10-Deep Unsupervised Network

Linear Autoencoder

the optimal linear autocoder: projection to the principal subspace, is same as the result from SVD

decoder is the transpose of encoder

If the data points are too much, then SVD maybe not suitable to be carried out, the computational complexity is too much.

decoder and encoder is unique up to invertible transformation, A is an arbitrary regular matrix.

Decoder and encoder are not necessarily aligh with the eigen-basis, but do span the data into some sub-principal basis.

The true difference is between by spanning principal subspace by some basises versus having the actual orthogonal basis, often the eigenbasis.

THe true is to identify the principal subspace by Linear Autoencoder by stochastic gradient descent.

Find the compressive representation.

L1 norm can be applied to guarantee the sparisity, since L1 is tend to be sparse.

Autoencoder may also have the the power to denoise, since the signal may lie on some manifold while the white noise is not, thus the autoencoder can identify this signal subspace which is robust under noise.

Exercise

KL Divergence: also called relative entropy, is a measure of how one probability distribution diverge from the second, expected probability distribution.

In bayesian view, $D_{KL}(P \| Q)$: Q is the prior distribution which is used to approximate the true distribution P.

Definition: $D_{KL}(P \| Q)$ is the expectation of logarithmic difference between P and Q, while the expectation is taken using probability of P.

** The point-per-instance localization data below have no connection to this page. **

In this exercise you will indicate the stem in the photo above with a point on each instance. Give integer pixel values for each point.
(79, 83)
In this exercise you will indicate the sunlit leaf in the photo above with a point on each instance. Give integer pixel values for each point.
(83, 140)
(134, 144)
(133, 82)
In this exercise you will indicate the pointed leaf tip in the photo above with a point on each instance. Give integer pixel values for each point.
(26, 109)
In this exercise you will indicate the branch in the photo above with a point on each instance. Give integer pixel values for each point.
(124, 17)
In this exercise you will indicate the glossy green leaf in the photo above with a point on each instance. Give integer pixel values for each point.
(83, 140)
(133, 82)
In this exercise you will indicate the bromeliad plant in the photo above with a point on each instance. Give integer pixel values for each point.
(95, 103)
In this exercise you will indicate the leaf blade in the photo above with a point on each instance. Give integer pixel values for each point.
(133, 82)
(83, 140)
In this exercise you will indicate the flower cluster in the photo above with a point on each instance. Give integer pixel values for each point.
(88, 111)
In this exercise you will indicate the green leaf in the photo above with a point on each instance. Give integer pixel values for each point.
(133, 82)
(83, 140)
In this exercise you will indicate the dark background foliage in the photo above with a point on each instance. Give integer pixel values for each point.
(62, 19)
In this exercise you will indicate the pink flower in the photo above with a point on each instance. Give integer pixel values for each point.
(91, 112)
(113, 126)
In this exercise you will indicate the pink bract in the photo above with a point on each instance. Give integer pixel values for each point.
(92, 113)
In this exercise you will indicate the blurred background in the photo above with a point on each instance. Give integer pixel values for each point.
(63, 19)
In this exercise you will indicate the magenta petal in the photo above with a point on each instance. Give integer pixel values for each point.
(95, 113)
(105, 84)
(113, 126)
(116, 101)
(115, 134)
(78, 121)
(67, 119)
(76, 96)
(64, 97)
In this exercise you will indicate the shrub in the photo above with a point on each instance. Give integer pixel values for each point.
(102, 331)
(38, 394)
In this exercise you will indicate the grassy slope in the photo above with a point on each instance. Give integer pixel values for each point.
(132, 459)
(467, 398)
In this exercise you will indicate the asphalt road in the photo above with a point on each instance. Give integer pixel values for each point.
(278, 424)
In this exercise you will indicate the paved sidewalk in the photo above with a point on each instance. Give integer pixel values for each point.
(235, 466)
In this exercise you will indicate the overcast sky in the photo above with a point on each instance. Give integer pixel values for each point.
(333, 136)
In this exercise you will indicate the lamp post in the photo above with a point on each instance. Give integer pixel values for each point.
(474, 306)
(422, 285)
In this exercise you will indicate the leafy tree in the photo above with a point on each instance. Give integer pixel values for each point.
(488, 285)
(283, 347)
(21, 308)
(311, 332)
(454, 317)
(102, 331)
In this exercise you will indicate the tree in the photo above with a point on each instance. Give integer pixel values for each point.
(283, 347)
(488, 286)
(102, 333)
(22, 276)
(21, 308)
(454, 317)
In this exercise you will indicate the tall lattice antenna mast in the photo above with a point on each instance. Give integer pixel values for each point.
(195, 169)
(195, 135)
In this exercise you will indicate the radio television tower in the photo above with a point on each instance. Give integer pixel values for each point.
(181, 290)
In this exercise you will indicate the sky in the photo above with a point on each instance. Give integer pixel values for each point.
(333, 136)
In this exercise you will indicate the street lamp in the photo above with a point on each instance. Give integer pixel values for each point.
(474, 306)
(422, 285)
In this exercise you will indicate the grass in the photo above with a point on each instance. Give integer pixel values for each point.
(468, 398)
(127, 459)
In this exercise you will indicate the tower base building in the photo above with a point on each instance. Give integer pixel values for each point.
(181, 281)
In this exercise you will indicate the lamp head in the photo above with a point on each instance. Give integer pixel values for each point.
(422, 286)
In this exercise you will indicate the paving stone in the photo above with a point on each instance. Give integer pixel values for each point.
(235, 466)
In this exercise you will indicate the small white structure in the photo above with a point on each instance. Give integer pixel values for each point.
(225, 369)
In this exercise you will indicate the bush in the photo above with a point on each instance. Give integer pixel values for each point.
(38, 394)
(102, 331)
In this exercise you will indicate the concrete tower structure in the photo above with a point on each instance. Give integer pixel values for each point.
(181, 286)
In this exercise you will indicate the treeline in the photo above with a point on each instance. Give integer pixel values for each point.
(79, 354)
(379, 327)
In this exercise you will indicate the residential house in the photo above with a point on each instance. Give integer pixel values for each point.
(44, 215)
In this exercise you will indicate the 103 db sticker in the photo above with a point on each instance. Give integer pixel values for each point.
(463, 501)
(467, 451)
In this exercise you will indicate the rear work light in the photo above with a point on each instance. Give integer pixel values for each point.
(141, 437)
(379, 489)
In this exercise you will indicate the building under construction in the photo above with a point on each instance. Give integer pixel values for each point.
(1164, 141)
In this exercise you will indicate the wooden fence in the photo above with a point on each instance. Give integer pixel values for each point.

$$D_{KL}(P \| Q) = \int_{-\infty}^{+\infty}p(x)log\frac{p(x)}{q(x)}\, dx$$

Transposed Convolution: In contrast with the many-to-one operation in convolution, transposed convolution establish a many-to-one operation.
Tutorial

ELBO: also called variational lower bound

• Problem set-up: Given observations X(training data), we want to estimate some latent variable Z (distribution with some parameters like mean or covariance.)
• Goal & Challenge: we want to find $P(Z|X)$ (the true posterior distribution), but often it’s impossible, thus instead we estimate $P_{\theta}(Z)$ with some parameter $\theta$ to approximate $P(Z|X)$
• KL divergence: The difference between the true and approximation probability distribution is measured by KL divergence
• Representation of log-likelihood of training data: $$log P(x) = L + D_{KL}(q_{\theta}(Z) \| p(z|x))$$ where $q_{\theta}(Z)$ is the approximation, while $p(z|x)$ is the true posterior distribution.
• L is the ELBO
• Note that KL divergence is always bigger than 0.